Igualdade sem mas

Esta é a hora do feminismo, dos distintos feminismos não exclusivos, dos feminismos que incluem os homens que lutam pela igualdade e promovem a mudança. Ser feminista é isto: querer igualdade plena entre mulheres e homens. Nem menos, nem mais.

“As mulheres sabem que têm de organizar a casa e pagar as contas a dias certos, pensar nos mais velhos e cuidar dos mais novos.” Corria o ano de 2015 quando esta frase foi proferida pelo então vice-primeiro ministro, atualmente comentador residente na TVI e um dos mais populares da televisão portuguesa. Quem tem memória recorda-se que Salazar dizia que a boa dona de casa tinha sempre muito que fazer.
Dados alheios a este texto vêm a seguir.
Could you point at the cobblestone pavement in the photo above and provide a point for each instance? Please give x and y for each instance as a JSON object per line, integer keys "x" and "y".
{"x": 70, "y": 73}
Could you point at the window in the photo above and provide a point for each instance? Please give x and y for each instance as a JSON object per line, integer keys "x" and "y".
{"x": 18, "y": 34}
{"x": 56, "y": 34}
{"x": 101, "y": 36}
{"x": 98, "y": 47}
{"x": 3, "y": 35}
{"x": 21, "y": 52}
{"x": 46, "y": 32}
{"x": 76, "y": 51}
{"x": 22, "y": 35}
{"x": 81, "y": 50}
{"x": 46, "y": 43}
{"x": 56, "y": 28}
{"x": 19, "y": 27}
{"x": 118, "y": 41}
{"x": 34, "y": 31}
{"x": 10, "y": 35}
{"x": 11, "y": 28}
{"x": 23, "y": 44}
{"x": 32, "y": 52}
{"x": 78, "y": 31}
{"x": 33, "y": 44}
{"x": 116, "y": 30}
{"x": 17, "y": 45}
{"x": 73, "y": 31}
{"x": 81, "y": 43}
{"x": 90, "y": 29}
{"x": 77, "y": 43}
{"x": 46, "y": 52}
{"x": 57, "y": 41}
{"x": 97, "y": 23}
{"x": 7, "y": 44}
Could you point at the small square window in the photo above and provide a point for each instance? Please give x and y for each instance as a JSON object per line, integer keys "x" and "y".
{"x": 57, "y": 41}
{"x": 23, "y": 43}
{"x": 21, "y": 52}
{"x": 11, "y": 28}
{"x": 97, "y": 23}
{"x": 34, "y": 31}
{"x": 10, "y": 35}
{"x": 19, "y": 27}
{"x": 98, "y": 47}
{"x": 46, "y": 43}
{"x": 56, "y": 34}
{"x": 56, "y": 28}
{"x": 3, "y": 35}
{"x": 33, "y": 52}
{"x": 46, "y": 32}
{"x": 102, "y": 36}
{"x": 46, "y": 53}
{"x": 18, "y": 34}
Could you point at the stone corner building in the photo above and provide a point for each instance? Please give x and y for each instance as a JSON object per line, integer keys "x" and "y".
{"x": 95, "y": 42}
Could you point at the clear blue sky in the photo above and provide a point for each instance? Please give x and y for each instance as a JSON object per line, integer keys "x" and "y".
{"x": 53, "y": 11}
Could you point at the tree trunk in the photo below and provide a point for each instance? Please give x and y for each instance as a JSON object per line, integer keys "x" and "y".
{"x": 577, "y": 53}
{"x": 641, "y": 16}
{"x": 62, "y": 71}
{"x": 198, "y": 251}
A frase irrefletida de Paulo Portas poderia ter saído da boca de outro qualquer comentador, são hegemónicos nas páginas da imprensa, assim como na rádio e televisão, político ou membro de um conselho de administração. Aliás a quantidade de dislates misóginos nas televisões sucedem-se, sendo o mais recente o de um outro comentador televisivo a considerar que “as mulheres falam demais

O problema reside tanto neles como em quem lhes dá um permanente espaço televisivo para dizer barbaridades – lá está, as lideranças são no masculino e consciente ou inconscientemente veem o seu ponto de vista refletido – ou em quem escolhe quadros masculinos para a política, as lideranças ou até para painéis de especialistas para falar de “questões de mulheres”. 

Como referiu a socióloga Lígia Amâncio numa entrevista ao PÚBLICO, “as próprias formas de luta estão sujeitas a uma censura [a “desmaterialização” da luta como pretendeu um evento de homens anunciado para o dia da mulher]. Não são as vítimas que decidem como é que lutam para melhorar a sua situação, é o grupo maioritário que lhes diz o que têm que fazer para continuarem a ser boazinhas”.

Sendo mulher perturba-me o recurso por sistema a vozes masculinas dignas de pensar, de discutir o futuro de Portugal, da Europa e do Mundo, (e nas organizações e mundo empresarial homens dignos de mandar), como me indigna o recurso a “mulheres álibi”, a escolha paternalista e condescendente de algumas mulheres (que nunca morderão a mão do dono ou ousarão a crítica ao status quo) para lugares de destaque como golpe de propaganda.

Os direitos que mais de metade da população portuguesa conquistou em 1974, as oportunidades criadas pela lei continuam a falhar na prática, não obstante algumas conquistas.

A participação no mercado de trabalho é desigual, as diferenças salariais persistem, continua a ser vedado o acesso a determinadas profissões a mulheres, as barreiras no acesso aos cargos políticos persistem, a carga de trabalho doméstico é superior, o lugar mais perigoso para as mulheres portuguesas, em termos de probabilidade estatística é, paradoxalmente, a casa, de acordo com a PJ uma mulher foi morta pelo seu companheiro ou ex-companheiro a cada 20 dias em Portugal entre 2014-2019.

Não são perceções, são conclusões de estudos internacionais e nacionais, e até a insuspeita, de ser uma “perigosa feminista esquerdista”, Fundação Francisco Manuel dos Santos as subscreve.

Regresso a Lígia Amâncio, “há uma estranha tolerância em Portugal às desigualdades de género que chega a ser chocante. Como é possível que depois de 30 anos de melhoria constante das qualificações da população, em que as mulheres têm estado sempre à frente, continuem a trabalhar 53 dias à borla por ano? As pessoas convivem com este tipo de desigualdade com a maior das displicências. Isto tem a ver com a ausência de experiência histórica do feminismo. As mulheres neste país não têm voz. Logo que abrem a boca, levam uma bofetada: “Estás a ser feminista”. Ou então elas dizem: “Eu não sou feminista, mas...”

Esta é a hora do feminismo, dos distintos feminismos não exclusivos, dos feminismos que incluem os homens que lutam pela igualdade e promovem a mudança. Ser feminista é isto: querer igualdade plena entre mulheres e homens. Nem menos, nem mais.

A questão da igualdade de género, que é uma questão de direitos humanos, não é eufemismo para “direitos só para mulheres”, é a oportunidade de homens e mulheres viverem a sua em pleno e melhorar a qualidade da democracia em Portugal.

Menos testosterona, mais equilíbrio. Se não eu (e vocês), quem? Se não agora, quando?